Por eso, en este libro quise retratar con realismo a figuras femeninas que han estado en el centro del debate político. No solo en función de los hechos que marcaron sus carreras, sino también desde sus emociones, sus estrategias y los sacrificios personales que han debido hacer en nombre del poder.

Liderazgo bajo la lupa pública

En Coliseo político, las protagonistas femeninas como Michelle Bachelet, Evelyn Matthei y Camila Vallejo muestran diversas maneras de ejercer el poder, pero todas comparten un factor común: la presión de un sistema que ha sido diseñado para los hombres.

Bachelet, por ejemplo, es retratada en un episodio que expone la soledad de una mandataria en momentos de crisis. Uno de los momentos más emblemáticos de su segundo gobierno, el caso Caval, la golpea en lo más íntimo: su propio hijo envuelto en un escándalo. En esa escena, la política y la maternidad se cruzan de manera brutal, mostrándonos a una presidenta atrapada entre la responsabilidad y el dolor, con inseguridades constantes y con hombres presentes en estas.

Como lo menciono en el libro:

«Michelle pensó que debería haber escuchado a su jefe de seguridad cuando le insistió que era mejor instalar una antena especial, no obstante, ella rechazó la oferta. ‘Coronel, le aseguro que no es necesario, estamos a solo unos minutos de la civilización. Le prometo que si pasa algo importante lo sabremos rápido’. La frase pareció premonitoria»

Por otro lado, Evelyn Matthei representa una versión del liderazgo femenino que ha debido moverse en un mundo extremadamente masculino y hostil. Siempre con una imagen dura, sin concesiones, pero que no la ha eximido de ataques misóginos por parte de sus propios aliados y adversarios.

Camila Vallejo, en tanto, simboliza a una nueva generación que ha tenido que enfrentarse al poder con una carga simbólica muy distinta. Desde el movimiento estudiantil hasta su llegada al Gobierno, ha sido juzgada no solo por sus ideas, sino también por su apariencia, su tono de voz y hasta sus gestos, demostrando que el peso del género sigue siendo un factor clave en la política chilena.

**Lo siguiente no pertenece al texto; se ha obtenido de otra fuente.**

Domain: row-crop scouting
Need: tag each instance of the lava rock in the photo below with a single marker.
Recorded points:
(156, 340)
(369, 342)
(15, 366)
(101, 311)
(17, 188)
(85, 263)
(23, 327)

Entre la resistencia y la presión mediática

Una de las constantes en el relato de Coliseo político es la diferencia en cómo se evalúa a hombres y mujeres en el ejercicio del poder. Las mujeres son cuestionadas con mayor dureza cuando fallan, pero sus logros muchas veces son minimizados o atribuidos a factores externos.

Mientras que la imagen de Sebastián Piñera en el rescate de los 33 mineros fue construida como un acto de liderazgo audaz, la de Bachelet durante el terremoto del 27F fue observada como un episodio de debilidad y descoordinación.

Esta desigualdad en la narrativa política queda reflejada en las páginas del libro, donde cada una de las protagonistas enfrenta su propio coliseo, expuestsa al juicio público, a los errores que no se perdonan y a la exigencia de demostrar constantemente que son dignas del lugar que ocupan.

El futuro del liderazgo femenino en Chile

Chile ha avanzado en términos de equidad de género, pero el camino aún es largo. La política sigue siendo un espacio hostil para las mujeres, y Coliseo político busca ser un reflejo de esa realidad. No es solo un libro sobre los que gobiernan, sino sobre la fragilidad del poder cuando se mira desde lo humano.

Al final del día, más allá de la ideología, la pregunta sigue siendo la misma: ¿qué precio deben pagar las mujeres para llegar y, más aun, mantenerse en el poder?